The largest mammal to ever live on earth will soon be on display at the Royal Ontario Museum.
The skeleton of a blue whale is being assembled at the museum on Wednesday and will be ready for public viewing starting March 11.
The blue whale being displayed was one of nine blue whales found dead in Newfoundland in March 2014.
“People found nine blue whales dead in the icepack,” said Burton Lim, Assistant Curator of Mammalogy at the ROM.
“Two of them ended up washing on shore on the west coast of Newfoundland and we went there in the beginning of May 2014 to salvage them.”
Mark Engstrom, Deputy Director for Collections and Research at the ROM, said upon hearing the news of whales, he contacted the Department of Fisheries and Oceans to negotiate a deal to recover the skeletons.
“This is the largest animal that has ever lived.

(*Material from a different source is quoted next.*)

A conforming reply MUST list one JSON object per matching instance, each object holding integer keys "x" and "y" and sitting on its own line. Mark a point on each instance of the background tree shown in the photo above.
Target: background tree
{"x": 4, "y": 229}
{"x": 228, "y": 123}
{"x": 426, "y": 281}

The blue whale, in terms of weight, is bigger than any dinosaur that ever lived on the planet,” Engstrom said.
“The population of blue whales in the western Atlantic is between 200 and 400 animals. Having nine of them die is three to four per cent of the entire population … My first reaction was that it was a horrible event, but we were hoping to make something good come out of it.”
The ROM spent over a year prepping and preserving the whale in what Engstrom describes as a “messy and smelly process.”
“The main part of the work was removing everything that wasn’t bone,” he said.
“You take off the skin and the blubber with flensing knives, like sailors would have done ages ago… we were in the middle of this dead whale for seven days taking it apart and getting the bones onto a truck.”
Lim said the bones were buried in manure compost for a year and half.
“The skull and flippers and tail had a lot of skin, meat and connective tissue, so the compost was for that,” Lim said.
“After the compost … we had to de-grease the oil that was still left in the bones.”
The skeleton arrived at the ROM on Tuesday covered by multiple layers of bubble wrap and Research Casting International, an Ontario company specializing in molding and casting fossilized bones, has begun assembling the 24-metre-long whale.
“These were a living creature two years ago. The bone is very porous, so we have to be very careful because it could be fragile,” said Brett Crawford, Head of Mounting with Research Casting International.
“It’s such an iconic animal for this museum and there is very little known about these incredible animals. It’s a big profile job for us and for the ROM, and science as well.”
The assembly will take approximately two days and the exhibit, Out of the Depths: The Blue Whale Story, will be open to the public starting March 11.